Company manager Raúl Álvarez told Fish Farming Expert’s Chilean sister site, Salmonexpert.cl, that lice were photosensitive and were attracted by a light source to a suction cone “where with programmed periodic suctions they are extracted from the water and captured in a filter for their subsequent elimination”.

Raúl Álvarez: System is designed to lower reinfection rates.

Free-moving lice

The lights and suction are programmable and can be altered depending on the conditions specific to a farm, said Álvarez.

The objective of the system is the extraction of free-moving parasites in the water column to reduce their population and lower the rate of reinfection of fish.

“The methods and devices that are currently used are focused on eliminating the parasite attached to fish,” said Álvarez. 

‘Reinfected in hours’

“Today, the amount of free parasites in the water is such that after a treatment the fish are reinfected in a matter of hours. This causes an increase in the number of treatments per farm and, therefore, an increase in the cost of production. 

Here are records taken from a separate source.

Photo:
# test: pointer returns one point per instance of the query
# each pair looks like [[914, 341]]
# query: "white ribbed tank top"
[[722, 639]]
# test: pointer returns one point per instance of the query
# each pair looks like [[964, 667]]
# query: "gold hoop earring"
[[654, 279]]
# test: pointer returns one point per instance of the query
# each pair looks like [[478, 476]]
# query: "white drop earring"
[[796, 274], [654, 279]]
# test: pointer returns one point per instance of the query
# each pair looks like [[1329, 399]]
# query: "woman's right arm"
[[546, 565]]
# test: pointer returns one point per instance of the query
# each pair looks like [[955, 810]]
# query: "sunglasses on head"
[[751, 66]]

“This situation worries the industry worldwide: companies are looking for ways to mitigate the volume of free parasites in the water.”

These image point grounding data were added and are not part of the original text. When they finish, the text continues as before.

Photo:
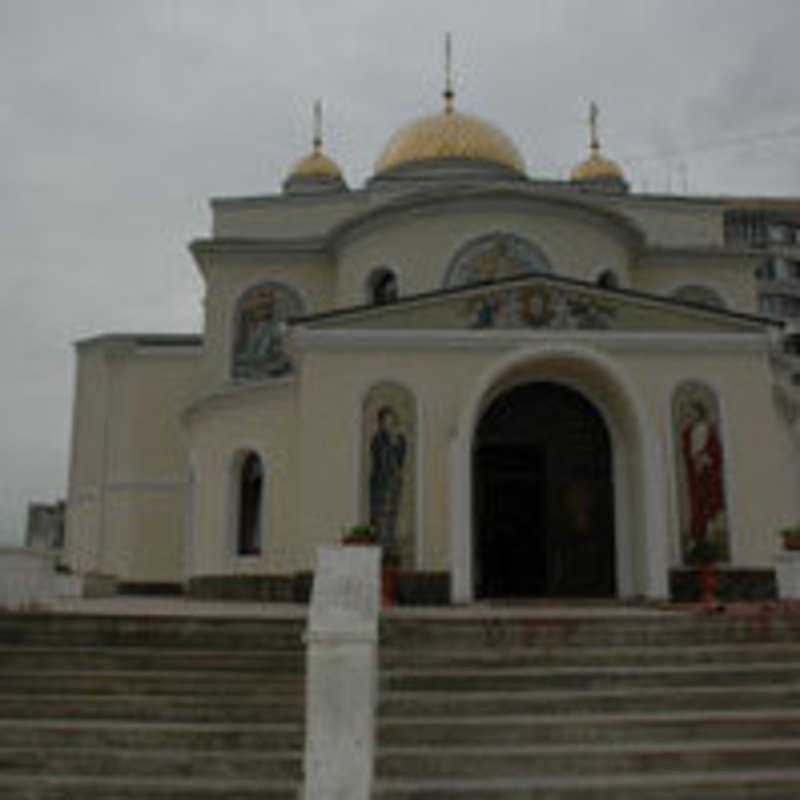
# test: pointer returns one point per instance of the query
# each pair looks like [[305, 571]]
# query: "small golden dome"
[[449, 135], [316, 172], [600, 172], [316, 165], [597, 168]]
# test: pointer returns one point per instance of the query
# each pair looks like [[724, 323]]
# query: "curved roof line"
[[431, 197]]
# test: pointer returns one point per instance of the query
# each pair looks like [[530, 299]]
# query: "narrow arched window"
[[382, 286], [251, 491]]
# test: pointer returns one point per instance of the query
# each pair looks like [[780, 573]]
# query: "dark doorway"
[[543, 496]]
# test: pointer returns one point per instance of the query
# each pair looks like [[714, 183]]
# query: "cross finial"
[[594, 113], [449, 94], [317, 140]]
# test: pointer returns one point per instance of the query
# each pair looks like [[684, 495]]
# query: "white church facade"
[[528, 388]]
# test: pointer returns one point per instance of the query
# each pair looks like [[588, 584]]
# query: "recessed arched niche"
[[495, 256], [259, 328]]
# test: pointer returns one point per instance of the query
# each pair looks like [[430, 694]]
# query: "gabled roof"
[[538, 302]]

The Indesol executive proposes the installation of three lice traps per cage, with scheduled suction operations, for the whole period that salmon are in the cage.

No impact on environment

He said that the among the advantages of the system are that the total amount of free-moving lice falls, it decreases the rate of the reinfection of fish, the system can be installed in the side of the cage without hindering operations, and it does not have an impact on the environment. 

Álvarez said that tests have been carried out with different colours of lights and combinations of colours to find which are most effective for attracting lights. 

“We also have a patent application for this development, and we are applying to [state development funding agency] Corfo to finance this initiative for the Chilean salmon industry.”

The trap is not Indesol’s only weapon against lice. It has also developed Shock Out, a system that uses a low-power electric current to remove lice from salmon.